3. P(D given pos) = P(D and pos) / P(pos) = (P(pos given D) * P(D)) / P(pos) = (0.95 * 0.01) / 0.1085 = 0.08756
- Ans: 8.76%

### Question 4

Suppose a student is taking a 50-question multiple-choice exam with 4 answer choices per question. For each question, the probability that the student knows the correct answer is 80%. The student correctly answers these questions, and guesses uniformly at random on the other questions.

1. For a single quesiton, what is the student's expected score if correct answers get 2 points and incorrect answers get 0 points?
2. What is the student's expected overall score on all 50 questions if correct answers get 2 points and incorrect answers are penalized with 0.5 negative points?

1. Let K = knows correct answer, C = correct answer 
- P(K) = 0.8, P(!K) = 0.2
- If K, then P(C) = 1; If !K, then P(C) = 1/4
- E(ppq given K) = 2, E(ppq given !K) = 0.5
- E(ppq) = 0.8 * 2 + 0.2 * 0.5 = 1.6 + 0.1 = 1.7
- Ans: 1.7

2. Modify E(ppq given !K) = (1/4) * 2 + (3/4) * -0.5 = 0.5 - 0.375 = 0.125
- E(ppq) = 0.8 * 2 + 0.2 * 0.125 = 1.625
- E(score) = 1.625 * 50 = 81.25
- Ans: 81.25

### Question 5
To simplify this problem, assume that a year has twelve equal duration months, rather than the unequal months as in the standard Gregorian calendar. 

1. Assuming that people are equally likely to be born in any month, how many people must be selected independently and uniformly at random before the probability that at least two of the selected people have the same birth month is at least 1/2?
2. Now assume that for each month among May, June, July, and August, the probability of being born in that month is 1/10, whereas for every other month the probability of being born in that month is 3/40. What is the probability that two people selected uniformly at random have the same birth month?

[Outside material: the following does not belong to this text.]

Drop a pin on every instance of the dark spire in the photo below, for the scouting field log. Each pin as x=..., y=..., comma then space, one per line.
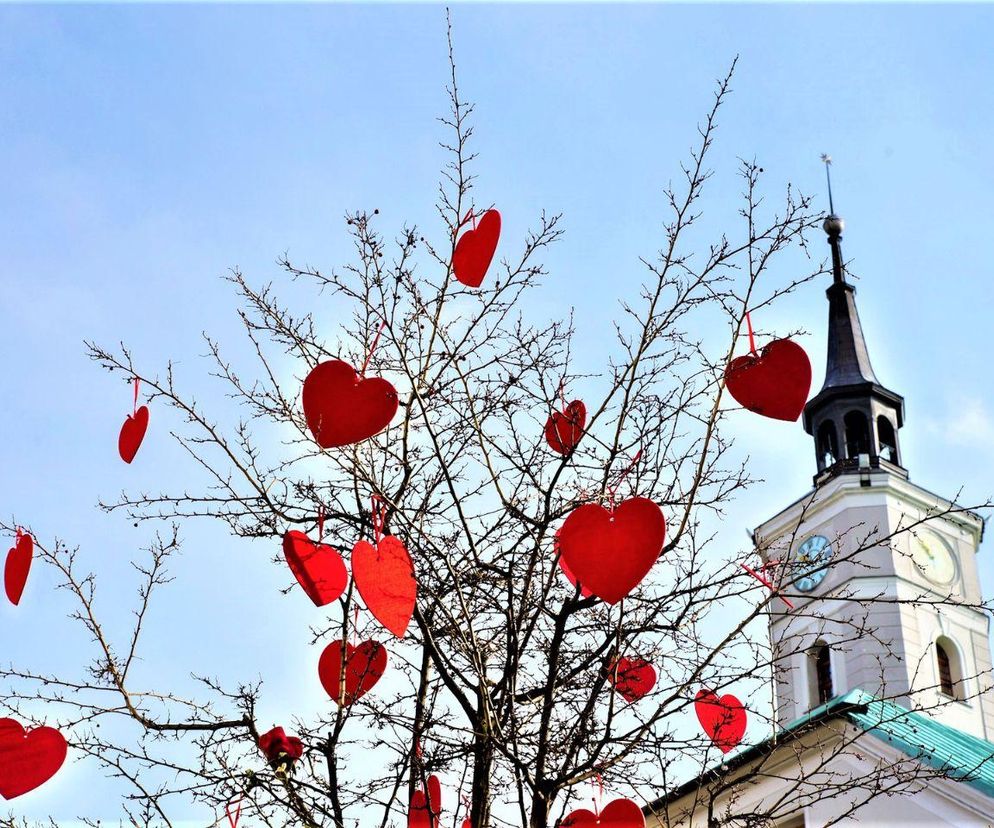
x=853, y=416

Is this more or less than in part a? 

1. n = 5, because 1 - (12 * 11 * 10 * 9 * 8) / 12^5 = 0.618 > 0.5
2. 0.085, which is greater than that of part a

### Question 6

1. Suppose the average/mean home price in the United States is 300,000 dollars. If we select a home uniformly at random, what is an upper bound on the probability that it's price is more than 1 million dollars? That is, provide and justify a statement of the form "The probability that a home chosen uniformly at random has price greater than $X$ is at most $P$." Use Markov's inequality to provide the bound.
2. Suppose the standard deviation in home prices is 100,000 dollars. Use Chebyshev's inequality to provide a better upper bound on the probability that a home selected unfiormly at random has price more than 1 million dollars.
3. Suppose we have an iid sample of $n$ home prices and the empirical mean price $\overline{X}_n$ is greater than 301,000 dollars. Assuming that we know the standard deviation in home prices is 100,000 dollars and assuming $n$ is large enough that the central limit theorem applies, how many samples $n$ would we need before we could conclude that the probability of observing $\overline{X}_n > 301,000$ is at most 5%, assuming the true mean of the underlying distribution is 300,000 dollars?    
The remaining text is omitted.